Le 25 avril, le gouverneur général déclare l’état de siège. Les troupes françaises (vingt colonnes) marchent sur Dellys et Draâ El Mizan. Le cheikh Haddad et ses fils sont capturés le 13 juillet, après la bataille d’Icheriden. L’insurrection ne prend fin qu’après la capture de Bou-Mezrag, frère de Mokrani, le 20 janvier 1872. Au cours des opérations militaires françaises, on compte une centaine de morts chez les Européens et des pertes inconnues chez les civils autochtones. La répression pénale se traduit par l’internement de plus de 200 Kabyles et par des déportations à Cayenne et en Nouvelle-Calédonie (on parle des « Algériens du Pacifique »), peines qui ne seront amnistiés qu’en 1895. Bou-Mezrag Mokrani est condamné à la peine de mort par la cour de Constantine le 27 mars 1873. La Kabylie se voit infliger une amende de 36 millions de francs-or. 450 000 hectares de terre sont confisqués et distribués aux nouveaux colons, dont beaucoup sont des réfugiés d’Alsace-Lorraine (à la suite de l’annexion allemande).
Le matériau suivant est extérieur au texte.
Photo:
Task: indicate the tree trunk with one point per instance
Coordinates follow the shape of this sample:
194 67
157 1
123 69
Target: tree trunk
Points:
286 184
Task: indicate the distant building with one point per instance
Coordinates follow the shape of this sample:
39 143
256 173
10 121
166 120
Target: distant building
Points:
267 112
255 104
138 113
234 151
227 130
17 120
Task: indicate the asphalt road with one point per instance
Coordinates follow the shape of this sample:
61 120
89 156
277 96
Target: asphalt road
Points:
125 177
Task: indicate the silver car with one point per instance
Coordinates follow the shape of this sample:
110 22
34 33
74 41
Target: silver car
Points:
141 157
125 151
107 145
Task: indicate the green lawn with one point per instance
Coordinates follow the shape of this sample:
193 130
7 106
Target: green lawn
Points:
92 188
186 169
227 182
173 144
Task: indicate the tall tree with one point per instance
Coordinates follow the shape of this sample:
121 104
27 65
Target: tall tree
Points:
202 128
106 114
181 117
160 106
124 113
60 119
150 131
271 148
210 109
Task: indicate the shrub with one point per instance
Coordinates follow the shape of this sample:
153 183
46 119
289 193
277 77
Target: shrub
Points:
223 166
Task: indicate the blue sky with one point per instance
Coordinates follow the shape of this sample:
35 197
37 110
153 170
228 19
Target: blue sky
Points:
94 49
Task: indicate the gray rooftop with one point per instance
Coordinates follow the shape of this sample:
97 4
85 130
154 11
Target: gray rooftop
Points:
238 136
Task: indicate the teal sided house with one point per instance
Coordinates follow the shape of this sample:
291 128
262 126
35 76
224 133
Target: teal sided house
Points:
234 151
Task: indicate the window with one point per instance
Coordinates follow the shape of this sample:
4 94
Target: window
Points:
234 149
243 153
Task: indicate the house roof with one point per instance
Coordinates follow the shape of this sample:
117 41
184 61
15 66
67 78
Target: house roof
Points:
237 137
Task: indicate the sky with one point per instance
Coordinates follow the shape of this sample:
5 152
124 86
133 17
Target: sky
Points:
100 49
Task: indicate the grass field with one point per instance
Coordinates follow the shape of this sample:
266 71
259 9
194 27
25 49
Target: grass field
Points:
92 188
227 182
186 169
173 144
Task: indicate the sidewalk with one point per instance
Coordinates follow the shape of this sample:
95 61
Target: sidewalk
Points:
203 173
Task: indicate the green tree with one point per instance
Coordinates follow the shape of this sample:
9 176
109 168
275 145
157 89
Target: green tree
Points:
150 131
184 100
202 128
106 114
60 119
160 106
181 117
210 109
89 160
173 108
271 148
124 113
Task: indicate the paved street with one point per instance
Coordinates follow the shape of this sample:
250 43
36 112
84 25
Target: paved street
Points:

La répression et les confiscations ont ensuite obligé de nombreux Kabyles à s’expatrier. Au point de vue militaire, on a sans doute exagéré l’importance de l’insurrection. La majeure partie de l’Algérie, pays voisin, refusa de suivre le mouvement et les Indigènes, restés fidèles à la France, prirent une part importante à la lutte contre les insurgés kabyles. Si ceux-ci totalisèrent 200 000 combattants, beaucoup n’étaient certainement pas armés de fusils et, pour l’emporter, la France ne fit intervenir dans ses colonnes que 22 000 hommes y compris les troupes régulières indigènes. Si on dénombra plus de 340 combats, du côté français on enregistra 2 686 décès dont plus de la moitié imputables aux maladies. Les pertes civiles s’élevèrent à une centaine d’hommes chez les Européens mais ne peuvent être précisées pour les Kabyles. Si les Français perdent 2686 hommes, dont plus de la moitié par maladies, le chiffre des tués Kabyles est impossible à estimer, la plus faible des évaluations étant de 2000 victimes d’exécutions sommaires.